Cultura

Charles Bukowski y una vida al límite

Su existencia fue una borrachera que duró 74 años, de la que salieron novelas, cuentos y poemas que aún hoy siguen deslumbrando.

Despiadado, voraz, tierno, escéptico, profundamente humano, nunca figuró –ni fue su intención– entre los best- sellers de la narrativa, probablemente porque su literatura nada tiene de complaciente y dice cosas duras que el común de los mortales prefiere olvidar. Sin embargo, cuando se habla de Charles Bu­kowski, inevitablemente se piensa en uno de los mejores y más fecundos autores contemporáneos.

Nació el 16 de agosto de 1920 en Andernach, Alemania; de niño se crió bajo la violencia de su padre, Heinrich, mientras su madre, Katharina, le repetía que, si su marido le pegaba, en cualquier caso tenía razón. Tres años más tarde, a raíz de la crisis económica que azotó al país durante el período de entreguerras, la familia Bukowski se mudó a Baltimore, Estados Unidos. No obstante, lo que se presentaba como una acogedora residencia de inmigrantes en la Longwood Avenue de Los Ángeles soterraba una casa de horrores, donde su padre le enseñó, según las palabras del escritor, “el significado del dolor sin sentido”.

Durante la adolescencia, su piel fue machacada por el acné vulgaris, que le provocó las cicatrices que conformaban su emblemática cara angulosa. En La senda del perdedor, publicada en 1982, revela que no quiso participar en el baile de su promoción porque las costras lo habían desfigurado y su aspecto le avergonzaba. Desde esa época ya trabajaba en varios oficios, desde lavaplatos hasta “trapito”, y aunque su intención era estudiar periodismo, nunca llegaría a graduarse y comenzaría a llevar una vida entregada al alcoholismo, como si un puñal hubiera clavado para siempre su destino.

“Me gustan los hombres desesperados, hombres con los dientes rotos y los destinos rotos. También me gustan las mujeres viles, las perras borrachas, con las medias caídas y arrugadas y las caras pringosas de maquillaje barato. Me gustan más los pervertidos que los santos. Me en­cuentro bien entre marginados porque soy un marginado. No me gusta ser modelado por la sociedad”, así se autodefinió alguna vez Bukowski. Un escritor antisistema del mundillo académico, pero con un poder de seducción tan inabarcable como la mirada del sol.
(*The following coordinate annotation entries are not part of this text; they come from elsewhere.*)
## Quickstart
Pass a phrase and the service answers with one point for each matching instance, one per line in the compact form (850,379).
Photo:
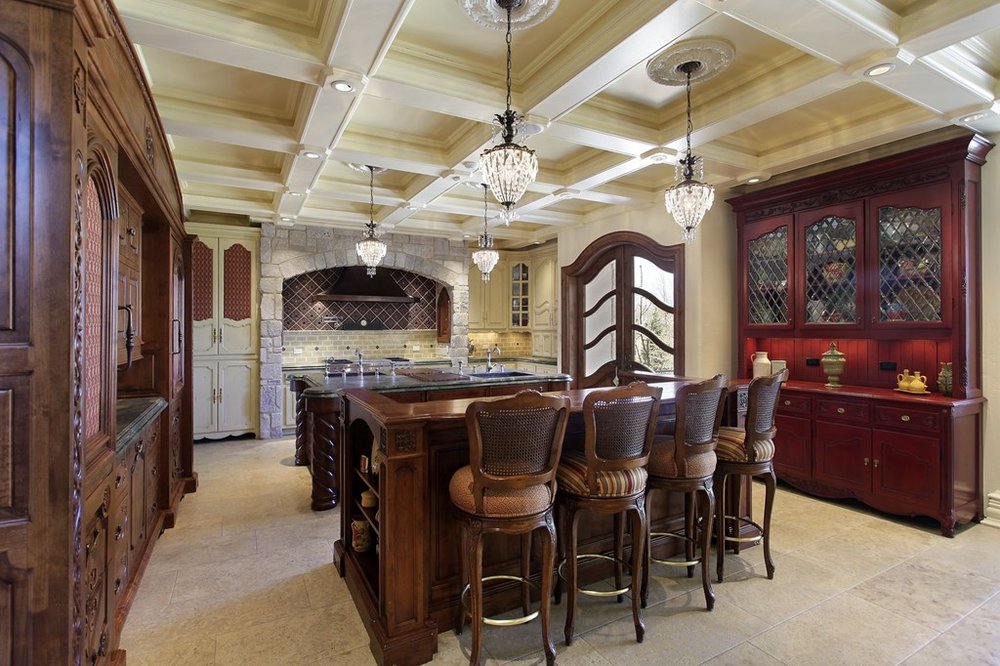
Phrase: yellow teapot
(918,383)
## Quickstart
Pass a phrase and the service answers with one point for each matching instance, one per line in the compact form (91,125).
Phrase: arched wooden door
(622,310)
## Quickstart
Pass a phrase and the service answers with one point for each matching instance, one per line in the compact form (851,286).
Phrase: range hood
(355,285)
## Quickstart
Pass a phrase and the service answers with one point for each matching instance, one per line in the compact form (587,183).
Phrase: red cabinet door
(906,468)
(793,447)
(843,456)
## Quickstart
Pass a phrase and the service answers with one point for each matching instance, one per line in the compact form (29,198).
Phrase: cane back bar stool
(685,463)
(509,487)
(748,452)
(608,477)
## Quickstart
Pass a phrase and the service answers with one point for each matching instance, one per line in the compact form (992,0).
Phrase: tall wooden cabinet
(224,321)
(883,259)
(90,218)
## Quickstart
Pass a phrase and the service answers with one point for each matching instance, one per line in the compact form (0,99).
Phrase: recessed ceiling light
(879,69)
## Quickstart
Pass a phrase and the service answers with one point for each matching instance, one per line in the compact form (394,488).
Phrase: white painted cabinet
(225,317)
(225,397)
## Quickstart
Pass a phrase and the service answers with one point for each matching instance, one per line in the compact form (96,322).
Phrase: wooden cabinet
(901,454)
(881,257)
(489,308)
(227,403)
(224,333)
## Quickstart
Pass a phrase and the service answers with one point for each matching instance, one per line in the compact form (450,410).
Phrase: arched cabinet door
(621,310)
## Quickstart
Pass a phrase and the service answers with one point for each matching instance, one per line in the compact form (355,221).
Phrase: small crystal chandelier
(485,258)
(371,249)
(688,201)
(508,167)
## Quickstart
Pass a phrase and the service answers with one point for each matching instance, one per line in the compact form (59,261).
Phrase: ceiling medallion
(711,55)
(523,13)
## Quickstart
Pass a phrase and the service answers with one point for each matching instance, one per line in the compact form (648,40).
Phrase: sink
(507,373)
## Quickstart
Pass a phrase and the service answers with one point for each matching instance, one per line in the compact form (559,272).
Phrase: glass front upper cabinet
(768,297)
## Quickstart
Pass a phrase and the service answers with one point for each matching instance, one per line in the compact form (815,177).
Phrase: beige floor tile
(974,640)
(928,592)
(847,630)
(676,633)
(313,637)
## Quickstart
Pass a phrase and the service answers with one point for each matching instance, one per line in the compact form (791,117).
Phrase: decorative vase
(761,364)
(833,362)
(944,378)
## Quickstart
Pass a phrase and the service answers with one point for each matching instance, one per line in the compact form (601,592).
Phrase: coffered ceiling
(244,88)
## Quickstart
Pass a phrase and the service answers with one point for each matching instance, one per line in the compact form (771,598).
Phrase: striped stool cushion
(572,478)
(663,463)
(498,504)
(731,448)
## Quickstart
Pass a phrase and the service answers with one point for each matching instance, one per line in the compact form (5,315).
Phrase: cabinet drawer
(840,410)
(904,418)
(793,404)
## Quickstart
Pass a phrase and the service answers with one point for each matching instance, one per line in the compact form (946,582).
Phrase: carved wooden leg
(324,463)
(548,563)
(639,528)
(720,526)
(706,541)
(619,553)
(769,484)
(572,520)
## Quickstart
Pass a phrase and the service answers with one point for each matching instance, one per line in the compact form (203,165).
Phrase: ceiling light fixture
(371,249)
(486,257)
(689,200)
(508,167)
(880,69)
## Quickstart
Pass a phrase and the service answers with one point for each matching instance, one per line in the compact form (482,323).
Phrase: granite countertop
(385,383)
(133,416)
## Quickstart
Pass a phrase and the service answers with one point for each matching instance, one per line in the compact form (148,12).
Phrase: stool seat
(572,478)
(498,502)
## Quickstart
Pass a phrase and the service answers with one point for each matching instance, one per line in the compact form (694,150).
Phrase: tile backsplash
(317,346)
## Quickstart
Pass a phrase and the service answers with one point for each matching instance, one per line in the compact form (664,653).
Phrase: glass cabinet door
(831,288)
(767,266)
(909,239)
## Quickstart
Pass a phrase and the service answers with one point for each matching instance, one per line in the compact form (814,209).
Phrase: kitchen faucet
(489,357)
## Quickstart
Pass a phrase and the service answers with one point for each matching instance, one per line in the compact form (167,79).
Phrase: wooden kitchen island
(406,586)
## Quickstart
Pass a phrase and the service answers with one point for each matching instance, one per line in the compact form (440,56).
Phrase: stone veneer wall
(285,252)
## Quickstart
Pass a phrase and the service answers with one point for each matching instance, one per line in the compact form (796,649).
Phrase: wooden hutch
(883,259)
(95,425)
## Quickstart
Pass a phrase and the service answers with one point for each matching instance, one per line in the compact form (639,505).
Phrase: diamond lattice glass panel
(909,264)
(831,280)
(767,278)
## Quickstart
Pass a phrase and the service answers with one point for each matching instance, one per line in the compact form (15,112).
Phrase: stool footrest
(675,563)
(512,622)
(598,593)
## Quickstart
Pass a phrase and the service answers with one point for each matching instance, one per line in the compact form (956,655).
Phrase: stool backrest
(762,402)
(699,415)
(515,442)
(618,428)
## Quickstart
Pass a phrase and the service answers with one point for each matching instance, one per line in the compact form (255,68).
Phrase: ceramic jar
(944,378)
(833,362)
(761,365)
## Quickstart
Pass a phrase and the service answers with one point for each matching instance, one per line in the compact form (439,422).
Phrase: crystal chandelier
(688,201)
(485,258)
(371,249)
(508,167)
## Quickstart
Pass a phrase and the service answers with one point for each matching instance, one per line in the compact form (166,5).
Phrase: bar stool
(748,452)
(508,487)
(608,477)
(685,463)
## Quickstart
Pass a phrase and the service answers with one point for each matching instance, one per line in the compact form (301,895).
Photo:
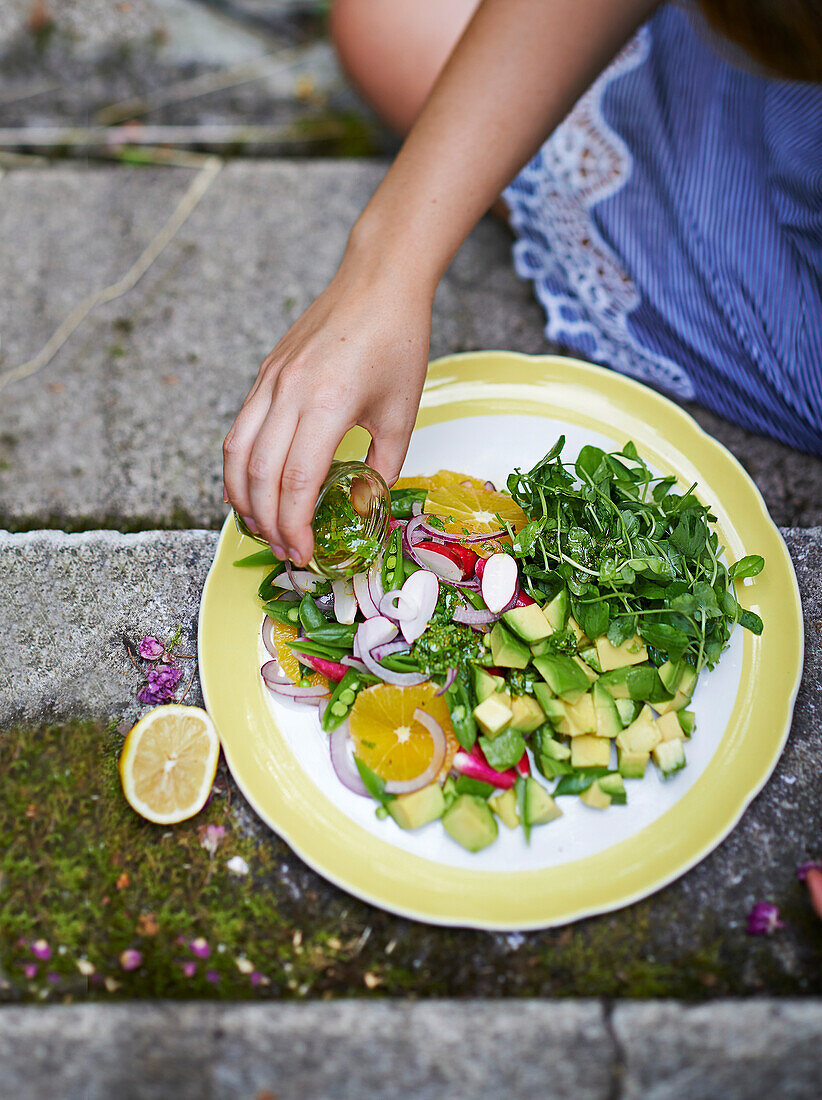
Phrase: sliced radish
(440,747)
(423,587)
(500,579)
(344,601)
(440,560)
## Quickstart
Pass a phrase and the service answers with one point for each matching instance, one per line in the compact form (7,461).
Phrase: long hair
(784,36)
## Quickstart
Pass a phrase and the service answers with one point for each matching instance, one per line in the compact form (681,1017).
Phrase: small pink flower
(764,920)
(211,837)
(130,959)
(151,649)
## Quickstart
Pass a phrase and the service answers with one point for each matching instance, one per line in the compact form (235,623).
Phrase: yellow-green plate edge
(267,773)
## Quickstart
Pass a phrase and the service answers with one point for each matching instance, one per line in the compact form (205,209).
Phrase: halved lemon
(168,762)
(390,740)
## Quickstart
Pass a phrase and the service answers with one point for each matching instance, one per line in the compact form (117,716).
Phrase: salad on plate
(505,650)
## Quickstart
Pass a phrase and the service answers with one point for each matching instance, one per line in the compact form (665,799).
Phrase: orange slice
(282,634)
(387,738)
(168,761)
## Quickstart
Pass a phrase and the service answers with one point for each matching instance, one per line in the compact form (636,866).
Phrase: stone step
(123,427)
(70,603)
(357,1051)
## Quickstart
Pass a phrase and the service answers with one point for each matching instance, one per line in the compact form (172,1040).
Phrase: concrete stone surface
(355,1051)
(123,427)
(70,602)
(722,1052)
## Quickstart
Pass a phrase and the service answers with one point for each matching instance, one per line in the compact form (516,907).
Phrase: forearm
(512,78)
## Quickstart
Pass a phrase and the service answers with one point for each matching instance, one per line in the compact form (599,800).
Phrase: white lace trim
(585,290)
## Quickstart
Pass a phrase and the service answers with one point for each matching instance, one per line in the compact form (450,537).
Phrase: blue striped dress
(672,228)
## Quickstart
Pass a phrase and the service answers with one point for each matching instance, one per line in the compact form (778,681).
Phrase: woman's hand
(357,356)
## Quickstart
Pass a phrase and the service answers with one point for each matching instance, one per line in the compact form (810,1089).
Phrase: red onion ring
(450,677)
(440,747)
(277,681)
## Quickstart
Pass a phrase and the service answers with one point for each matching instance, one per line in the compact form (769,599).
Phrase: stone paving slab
(357,1051)
(69,602)
(123,428)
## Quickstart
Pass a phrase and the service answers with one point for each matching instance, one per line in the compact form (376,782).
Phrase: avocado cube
(581,716)
(507,651)
(669,727)
(528,715)
(528,623)
(632,765)
(642,735)
(613,784)
(627,708)
(504,806)
(687,721)
(595,798)
(419,807)
(632,651)
(588,751)
(609,723)
(538,806)
(469,822)
(669,757)
(486,683)
(556,612)
(493,715)
(562,675)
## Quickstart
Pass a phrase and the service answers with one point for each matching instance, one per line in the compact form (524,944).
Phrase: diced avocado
(528,715)
(609,723)
(544,693)
(587,669)
(556,612)
(485,683)
(595,798)
(669,727)
(493,715)
(504,806)
(557,714)
(687,721)
(631,682)
(589,751)
(669,757)
(507,651)
(670,673)
(538,805)
(581,716)
(557,750)
(632,765)
(579,634)
(417,809)
(632,651)
(589,656)
(470,822)
(613,784)
(562,675)
(627,708)
(642,735)
(528,622)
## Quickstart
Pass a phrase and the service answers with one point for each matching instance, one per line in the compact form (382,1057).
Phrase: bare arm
(359,353)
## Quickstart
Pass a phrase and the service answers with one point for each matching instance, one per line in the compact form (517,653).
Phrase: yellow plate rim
(379,872)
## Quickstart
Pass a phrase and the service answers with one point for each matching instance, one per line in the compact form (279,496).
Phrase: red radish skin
(468,765)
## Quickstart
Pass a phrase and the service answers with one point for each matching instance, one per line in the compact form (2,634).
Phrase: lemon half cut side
(168,762)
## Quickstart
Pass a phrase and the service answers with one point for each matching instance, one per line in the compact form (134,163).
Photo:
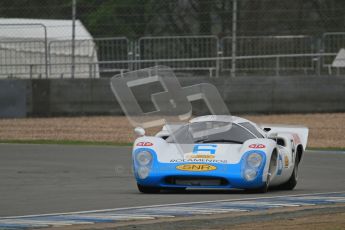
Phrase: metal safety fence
(332,43)
(179,47)
(281,47)
(106,56)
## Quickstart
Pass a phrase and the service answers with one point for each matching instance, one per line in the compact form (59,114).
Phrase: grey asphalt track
(38,179)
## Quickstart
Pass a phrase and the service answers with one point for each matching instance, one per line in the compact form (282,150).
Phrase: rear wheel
(292,182)
(148,189)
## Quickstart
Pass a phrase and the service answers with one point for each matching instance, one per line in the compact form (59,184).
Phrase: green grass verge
(65,142)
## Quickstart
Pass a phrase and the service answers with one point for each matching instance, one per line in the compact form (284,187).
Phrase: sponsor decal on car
(257,146)
(286,161)
(296,139)
(201,160)
(196,167)
(202,156)
(144,143)
(204,148)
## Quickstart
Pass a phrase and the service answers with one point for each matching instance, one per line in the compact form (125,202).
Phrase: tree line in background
(136,18)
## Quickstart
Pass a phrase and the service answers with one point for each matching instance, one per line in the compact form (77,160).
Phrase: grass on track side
(65,142)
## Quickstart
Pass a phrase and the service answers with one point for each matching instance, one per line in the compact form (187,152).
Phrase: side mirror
(139,131)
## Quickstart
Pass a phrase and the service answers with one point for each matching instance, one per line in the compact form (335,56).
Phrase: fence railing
(105,56)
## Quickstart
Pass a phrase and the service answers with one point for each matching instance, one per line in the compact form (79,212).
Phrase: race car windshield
(210,131)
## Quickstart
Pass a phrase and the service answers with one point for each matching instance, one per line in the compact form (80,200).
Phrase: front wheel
(148,189)
(264,188)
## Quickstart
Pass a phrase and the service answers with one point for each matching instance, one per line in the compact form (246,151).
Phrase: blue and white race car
(219,152)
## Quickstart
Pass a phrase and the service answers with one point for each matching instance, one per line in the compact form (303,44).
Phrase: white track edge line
(163,205)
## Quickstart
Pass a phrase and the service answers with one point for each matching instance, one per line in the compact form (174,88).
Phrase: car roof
(220,118)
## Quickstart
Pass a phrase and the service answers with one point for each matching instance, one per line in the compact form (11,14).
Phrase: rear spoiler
(301,131)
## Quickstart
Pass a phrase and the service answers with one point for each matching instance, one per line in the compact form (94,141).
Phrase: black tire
(264,188)
(148,189)
(292,182)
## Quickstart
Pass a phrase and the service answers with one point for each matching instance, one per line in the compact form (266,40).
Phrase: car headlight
(143,172)
(250,174)
(254,160)
(144,158)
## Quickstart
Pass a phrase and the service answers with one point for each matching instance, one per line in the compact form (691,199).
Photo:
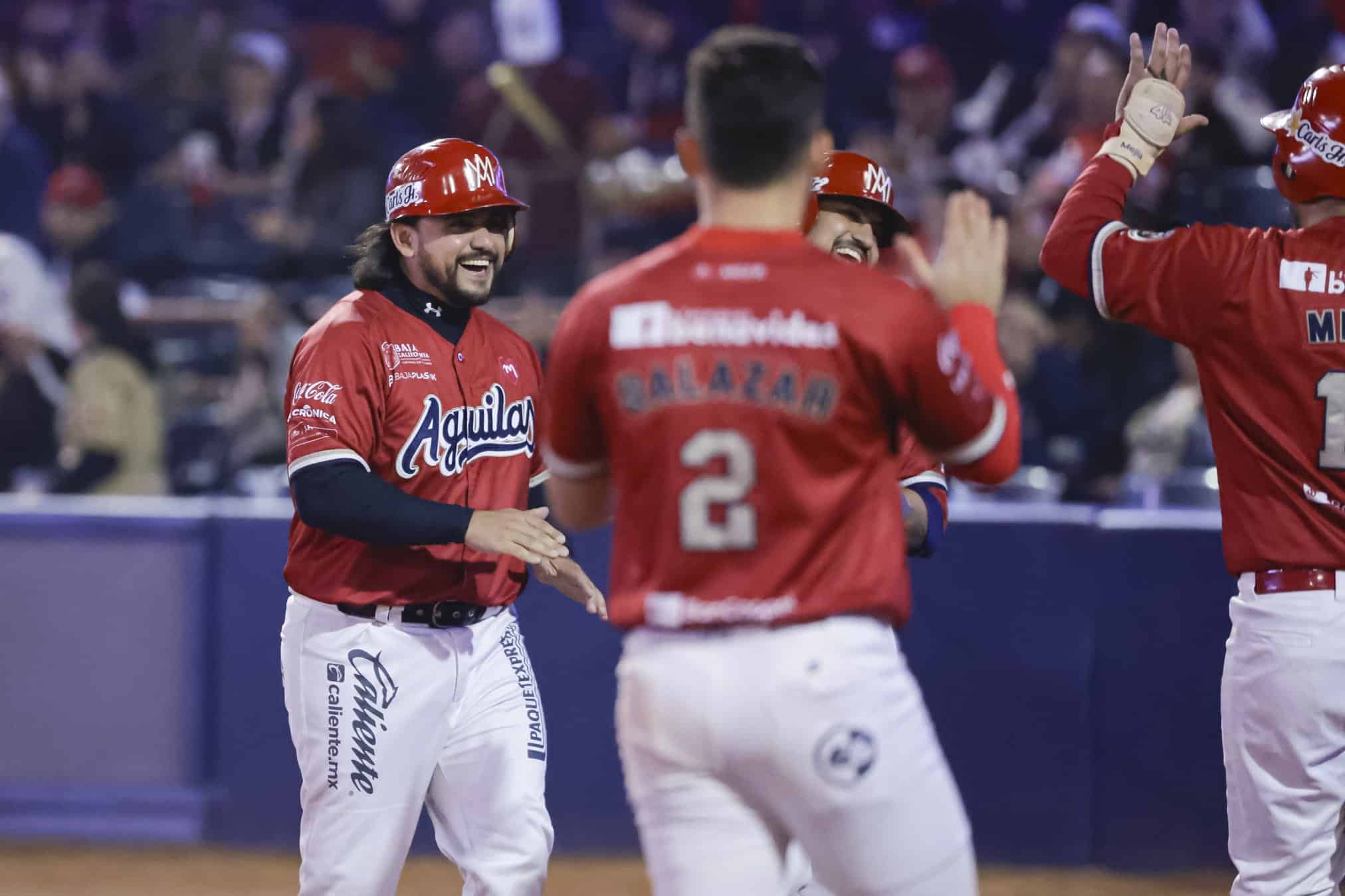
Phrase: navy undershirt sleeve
(934,532)
(345,499)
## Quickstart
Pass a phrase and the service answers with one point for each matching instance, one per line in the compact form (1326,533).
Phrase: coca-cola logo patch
(322,391)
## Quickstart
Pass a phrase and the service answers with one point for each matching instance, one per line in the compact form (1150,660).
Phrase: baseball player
(851,214)
(1261,310)
(735,394)
(412,446)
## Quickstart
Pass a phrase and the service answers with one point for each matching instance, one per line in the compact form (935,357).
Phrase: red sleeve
(915,465)
(573,441)
(1172,284)
(334,398)
(951,386)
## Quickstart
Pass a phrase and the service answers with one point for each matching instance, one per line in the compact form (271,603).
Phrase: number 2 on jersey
(1330,389)
(738,531)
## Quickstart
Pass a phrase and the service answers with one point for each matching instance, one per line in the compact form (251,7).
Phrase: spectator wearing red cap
(918,145)
(77,217)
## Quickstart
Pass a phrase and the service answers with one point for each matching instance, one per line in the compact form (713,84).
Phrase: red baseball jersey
(743,391)
(1262,311)
(374,382)
(915,465)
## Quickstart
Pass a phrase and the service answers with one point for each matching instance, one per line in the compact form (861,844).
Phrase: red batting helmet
(447,177)
(1309,149)
(853,176)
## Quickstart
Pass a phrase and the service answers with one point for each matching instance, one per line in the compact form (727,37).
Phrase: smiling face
(848,228)
(457,256)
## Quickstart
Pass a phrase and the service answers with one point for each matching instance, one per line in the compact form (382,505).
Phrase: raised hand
(973,258)
(520,533)
(1169,60)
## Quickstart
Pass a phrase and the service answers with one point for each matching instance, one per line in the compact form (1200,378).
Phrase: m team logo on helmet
(478,171)
(877,182)
(403,197)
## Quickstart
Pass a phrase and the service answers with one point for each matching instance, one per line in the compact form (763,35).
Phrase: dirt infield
(66,871)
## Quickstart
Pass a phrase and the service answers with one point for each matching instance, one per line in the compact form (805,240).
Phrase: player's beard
(457,285)
(847,241)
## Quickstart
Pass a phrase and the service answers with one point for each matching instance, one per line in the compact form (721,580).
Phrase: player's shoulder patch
(1149,235)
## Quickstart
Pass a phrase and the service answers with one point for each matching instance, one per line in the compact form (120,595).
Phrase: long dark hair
(377,260)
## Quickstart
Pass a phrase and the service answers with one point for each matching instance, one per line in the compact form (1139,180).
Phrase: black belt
(444,614)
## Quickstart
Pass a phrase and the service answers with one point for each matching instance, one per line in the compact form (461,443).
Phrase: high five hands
(1152,104)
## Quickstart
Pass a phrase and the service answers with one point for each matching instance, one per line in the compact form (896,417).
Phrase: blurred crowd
(182,179)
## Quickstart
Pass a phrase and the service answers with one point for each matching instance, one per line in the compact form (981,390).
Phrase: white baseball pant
(387,718)
(1283,722)
(738,741)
Publicó alrededor de 50 títulos, dato llamativo si se piensa que empezó a editar después de los 50 años: cientos de cuentos, reunidos bajos los títulos de La máquina de follar, Se busca mujer, Escritos de un viejo indecente; varias novelas, entre las que se destacan Factótum, Cartero, Mujeres; y un sinfín de poemas que le permitieron dar recitales por todo Estados Unidos durante muchos años.

En 1987 se estrenó Mariposas en la noche, una película dirigida por Barbet Schroeder que, en vez de adaptar una de las obras del escritor, como sucede normalmente en el cine, se basó en su propia vida, partiendo del personaje de Henry Chinaski (alter ego del autor), encarnado por Mickey Rourke. Antes del rodaje, Schroeder, confeso admirador de Bukowski, lo convocó para que interviniese como guionista, y el resultado fue una pieza de cine imborrable, que recreó la esencia de este escritor que azotó la literatura como un huracán y vivió cada instante como el último.

“El riesgo de volverse rico”

Comparado a veces con Ernest Hemingway por el rigor de su estilo, y con Celine y Henry Miller por sus preferencias temáticas, alguna vez le preguntaron por qué siendo tan buenos sus libros no salían de las editoriales marginales como Black Sparrow o City Lights: “No me gustan las ediciones millonarias. Pueden dar mucho dinero y uno corre el riesgo de volverse rico. Detesto a los ricos. Y me mantengo leal a Black Sparrow. Cuando yo andaba muerto de hambre, ellos me pagaron cien dólares por una serie de relatos y además los publicaron”.

Como pocos, Charles Bukowski vivió una comunión estrecha y dinámica entre lo que escribía y lo que la vida le iba deparando en cada esquina. De igual modo que la temprana aparición de su alcoholismo, sus libros son el reflejo de un consumo frenético: si se los lee una vez, se adquiere el vicio de no dejar de perseguirlos nunca.